I know how my mother’s mind works. She heard that German breakfasts are healthy. She prepared the nearest thing, in her mind, to “ham and rye bread” – a bacon roll. So now, she thinks not only that a bacon roll is a traditional German breakfast, but that they are intrinsically Good For You. This is definitely a good-looking development if you ask me.

* “Pencil shavings,” as at least one Roald Dahl character called it.

** pre-sliced supermarket sandwich ham, I think. Probably far higher in salt than corn flakes, but don’t tell The Mother that.

Sense About Science

In which we try to teach

I was intrigued by yesterday’s news story on Sense About Science, the public information charity who has produced a leaflet aimed specifically about celebrities, in the hope of persuading them not to talk rubbish in public. They’re distributing it around celebrity-infested places, but if you’re not a celebrity yourself you can download it from their website.

It’s an admirable attempt by an admirable charity, to reach people who could potentially have a lot of influence but who probably don’t read Bad Science regularly. I can’t help thinking that they would have had more effect distributing it to celebrities’ agents, rather than the celebrities themselves. Moreover, I think that a lot of media organisations overestimate the level of influence that celebrities in particular (and the media in general) have on your average person.

Furthermore, are any celebrities who read the leaflet going to believe it? Apart from being recognisable, they’re generally fairly average people. Not particularly clever, not particularly smart, maybe more charismatic than the average,* but on the whole fairly ordinary at heart.** They’re not scientists, and they’re not going to realise how little they know about science, because, as a general rule, the less you know on a subject, the less you realise just how little you know. The less you know about scientific ideas, the worse things you’re likely to say along the lines of “natural things are chemical-free”, or “green plants are healthy because chlorophyll will oxygenate your blood”,*** and the less likely you are to believe the truth on the topic.

* this is starting to sound like an RPG statsfest, I know

** despite what some of them may think.

*** the first is a common trope; the second is a Gillian McKeith piece of wrongness.

Quote of the year

In which we remember what someone said

Last year, of course.

“You’re so ticklish, you giggle when people tickle your aura”

There are probably many more things I meant to remember people saying to me, but the memories have rippled away.

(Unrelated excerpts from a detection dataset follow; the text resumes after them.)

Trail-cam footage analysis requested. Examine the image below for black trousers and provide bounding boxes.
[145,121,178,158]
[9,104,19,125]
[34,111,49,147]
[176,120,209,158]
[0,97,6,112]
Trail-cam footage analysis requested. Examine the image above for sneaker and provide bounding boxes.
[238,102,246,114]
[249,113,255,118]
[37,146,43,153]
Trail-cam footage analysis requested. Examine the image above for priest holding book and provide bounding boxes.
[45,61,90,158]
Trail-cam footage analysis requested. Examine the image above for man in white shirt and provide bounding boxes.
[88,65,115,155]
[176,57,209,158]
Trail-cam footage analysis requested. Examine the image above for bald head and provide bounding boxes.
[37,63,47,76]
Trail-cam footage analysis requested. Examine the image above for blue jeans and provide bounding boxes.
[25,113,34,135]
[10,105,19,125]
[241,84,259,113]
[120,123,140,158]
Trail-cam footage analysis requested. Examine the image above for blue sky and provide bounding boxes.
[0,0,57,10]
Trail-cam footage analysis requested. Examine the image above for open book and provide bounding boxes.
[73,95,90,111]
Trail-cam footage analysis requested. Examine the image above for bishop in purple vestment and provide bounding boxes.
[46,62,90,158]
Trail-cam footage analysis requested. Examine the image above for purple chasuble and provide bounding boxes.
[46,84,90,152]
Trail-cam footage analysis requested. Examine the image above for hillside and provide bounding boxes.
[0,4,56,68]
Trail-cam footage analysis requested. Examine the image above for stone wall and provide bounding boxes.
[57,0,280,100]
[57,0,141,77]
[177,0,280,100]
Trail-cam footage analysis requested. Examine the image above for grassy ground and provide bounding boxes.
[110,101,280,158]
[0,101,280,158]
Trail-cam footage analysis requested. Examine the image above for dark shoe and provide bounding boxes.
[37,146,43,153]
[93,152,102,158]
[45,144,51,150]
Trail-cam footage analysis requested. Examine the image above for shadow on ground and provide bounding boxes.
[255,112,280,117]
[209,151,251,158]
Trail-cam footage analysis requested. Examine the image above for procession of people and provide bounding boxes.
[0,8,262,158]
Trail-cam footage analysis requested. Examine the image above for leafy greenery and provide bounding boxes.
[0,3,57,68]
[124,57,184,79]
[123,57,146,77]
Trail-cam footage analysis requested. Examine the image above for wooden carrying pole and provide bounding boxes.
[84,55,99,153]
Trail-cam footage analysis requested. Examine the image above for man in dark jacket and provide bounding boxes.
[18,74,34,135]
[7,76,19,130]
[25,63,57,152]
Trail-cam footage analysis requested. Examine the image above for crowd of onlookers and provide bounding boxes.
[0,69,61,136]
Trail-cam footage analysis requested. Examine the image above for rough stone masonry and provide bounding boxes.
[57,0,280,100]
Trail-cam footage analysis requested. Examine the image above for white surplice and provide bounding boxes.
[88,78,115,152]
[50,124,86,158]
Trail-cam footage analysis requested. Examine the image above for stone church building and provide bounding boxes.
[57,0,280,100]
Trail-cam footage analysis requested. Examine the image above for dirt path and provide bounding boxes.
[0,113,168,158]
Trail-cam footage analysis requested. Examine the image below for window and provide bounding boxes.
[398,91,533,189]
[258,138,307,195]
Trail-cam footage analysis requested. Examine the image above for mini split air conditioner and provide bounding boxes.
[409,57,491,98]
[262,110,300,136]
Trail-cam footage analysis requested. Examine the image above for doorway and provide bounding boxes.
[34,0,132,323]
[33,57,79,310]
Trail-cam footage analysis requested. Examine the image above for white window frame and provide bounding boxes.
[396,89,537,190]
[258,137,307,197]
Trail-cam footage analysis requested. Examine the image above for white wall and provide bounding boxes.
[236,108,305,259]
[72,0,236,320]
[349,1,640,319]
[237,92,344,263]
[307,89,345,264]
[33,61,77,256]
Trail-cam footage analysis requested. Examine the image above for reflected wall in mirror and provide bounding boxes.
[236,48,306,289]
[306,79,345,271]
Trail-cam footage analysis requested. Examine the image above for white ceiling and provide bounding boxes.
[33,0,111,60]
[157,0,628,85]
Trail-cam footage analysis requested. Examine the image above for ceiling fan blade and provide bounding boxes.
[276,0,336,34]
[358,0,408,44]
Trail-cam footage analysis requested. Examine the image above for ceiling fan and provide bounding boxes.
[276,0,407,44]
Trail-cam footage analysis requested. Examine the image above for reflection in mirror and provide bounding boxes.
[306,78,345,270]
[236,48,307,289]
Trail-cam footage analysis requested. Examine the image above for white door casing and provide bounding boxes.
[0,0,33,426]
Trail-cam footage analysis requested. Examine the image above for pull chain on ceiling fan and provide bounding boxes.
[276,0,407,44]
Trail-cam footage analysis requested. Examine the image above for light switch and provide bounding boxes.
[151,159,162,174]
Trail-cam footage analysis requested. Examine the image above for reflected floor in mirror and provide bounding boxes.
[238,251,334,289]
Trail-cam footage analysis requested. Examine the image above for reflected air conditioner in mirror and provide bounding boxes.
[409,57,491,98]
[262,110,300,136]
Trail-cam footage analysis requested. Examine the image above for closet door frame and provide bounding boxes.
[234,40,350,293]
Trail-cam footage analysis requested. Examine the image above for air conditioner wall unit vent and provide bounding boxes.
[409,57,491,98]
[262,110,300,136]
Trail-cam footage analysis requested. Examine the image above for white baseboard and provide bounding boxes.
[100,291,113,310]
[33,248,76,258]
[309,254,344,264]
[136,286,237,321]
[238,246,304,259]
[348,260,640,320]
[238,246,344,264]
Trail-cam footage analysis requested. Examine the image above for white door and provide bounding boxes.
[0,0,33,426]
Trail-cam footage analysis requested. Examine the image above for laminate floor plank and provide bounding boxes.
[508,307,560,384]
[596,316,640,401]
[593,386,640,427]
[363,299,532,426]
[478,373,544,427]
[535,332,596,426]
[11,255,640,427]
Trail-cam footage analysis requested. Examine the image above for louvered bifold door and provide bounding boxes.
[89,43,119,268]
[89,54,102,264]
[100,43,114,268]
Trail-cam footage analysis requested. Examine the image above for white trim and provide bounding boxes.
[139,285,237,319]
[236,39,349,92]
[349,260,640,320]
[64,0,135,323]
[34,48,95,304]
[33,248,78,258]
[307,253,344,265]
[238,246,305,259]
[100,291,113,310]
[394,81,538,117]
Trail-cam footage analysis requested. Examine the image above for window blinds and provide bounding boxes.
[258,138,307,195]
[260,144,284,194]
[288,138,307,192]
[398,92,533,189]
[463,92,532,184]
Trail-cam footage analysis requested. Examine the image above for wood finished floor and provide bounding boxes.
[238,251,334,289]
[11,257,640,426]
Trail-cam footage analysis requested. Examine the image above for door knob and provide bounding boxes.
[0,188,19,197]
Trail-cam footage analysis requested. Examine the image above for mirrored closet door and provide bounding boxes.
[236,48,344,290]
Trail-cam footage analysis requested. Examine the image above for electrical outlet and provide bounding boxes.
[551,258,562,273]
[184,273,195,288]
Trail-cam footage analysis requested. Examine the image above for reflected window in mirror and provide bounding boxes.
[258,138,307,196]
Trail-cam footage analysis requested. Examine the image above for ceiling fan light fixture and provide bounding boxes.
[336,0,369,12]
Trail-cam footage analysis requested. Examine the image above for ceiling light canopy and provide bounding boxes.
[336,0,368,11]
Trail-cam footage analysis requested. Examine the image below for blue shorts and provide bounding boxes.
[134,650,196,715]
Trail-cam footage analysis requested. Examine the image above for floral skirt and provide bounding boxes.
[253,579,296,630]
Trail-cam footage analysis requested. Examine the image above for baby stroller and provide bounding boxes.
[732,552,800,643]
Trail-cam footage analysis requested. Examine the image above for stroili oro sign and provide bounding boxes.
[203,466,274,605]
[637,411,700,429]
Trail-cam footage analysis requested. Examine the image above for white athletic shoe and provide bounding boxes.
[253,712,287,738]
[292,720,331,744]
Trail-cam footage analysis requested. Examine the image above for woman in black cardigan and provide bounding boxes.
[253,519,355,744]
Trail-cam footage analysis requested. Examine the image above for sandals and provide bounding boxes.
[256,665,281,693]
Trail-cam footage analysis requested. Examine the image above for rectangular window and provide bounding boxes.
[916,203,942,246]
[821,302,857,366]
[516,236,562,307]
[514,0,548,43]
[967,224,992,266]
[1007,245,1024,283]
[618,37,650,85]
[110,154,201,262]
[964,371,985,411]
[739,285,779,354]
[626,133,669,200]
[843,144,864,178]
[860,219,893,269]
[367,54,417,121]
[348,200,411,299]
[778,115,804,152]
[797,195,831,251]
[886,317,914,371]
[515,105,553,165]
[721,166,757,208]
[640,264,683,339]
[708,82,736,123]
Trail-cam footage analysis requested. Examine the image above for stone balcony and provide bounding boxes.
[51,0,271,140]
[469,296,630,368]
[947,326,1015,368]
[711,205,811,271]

The more things change the more they stay the same

In which someone new arrives

Back at the office.

We never had time to clear Big Dave’s desk. I swiped a nice two-foot ruler, but that was all, before Wee Dave replaced him.

He seems a nice-enough man. It’s hard to tell what he’s really going to be like, when the pressure is on and we really have work to do. At the moment he’s uncomfortable, like he’s walking in a new pair of shoes, slightly awkwardly, trying to break himself in. I was in a terrible mood all day, so I feel slightly bad that I wasn’t more welcoming.

Start as you mean to go on

In which we plan for the year ahead

…because in a year’s time, so many more moments will have passed. And I don’t want to have wasted any of them.

This year, I am going to:

  • update this site every day (well, you never know)
  • meet new people
  • make friends with them
  • try not to lose any more friends from the ones I already have
  • do something about my career.

The first and fifth are practical, but the other three are the important ones.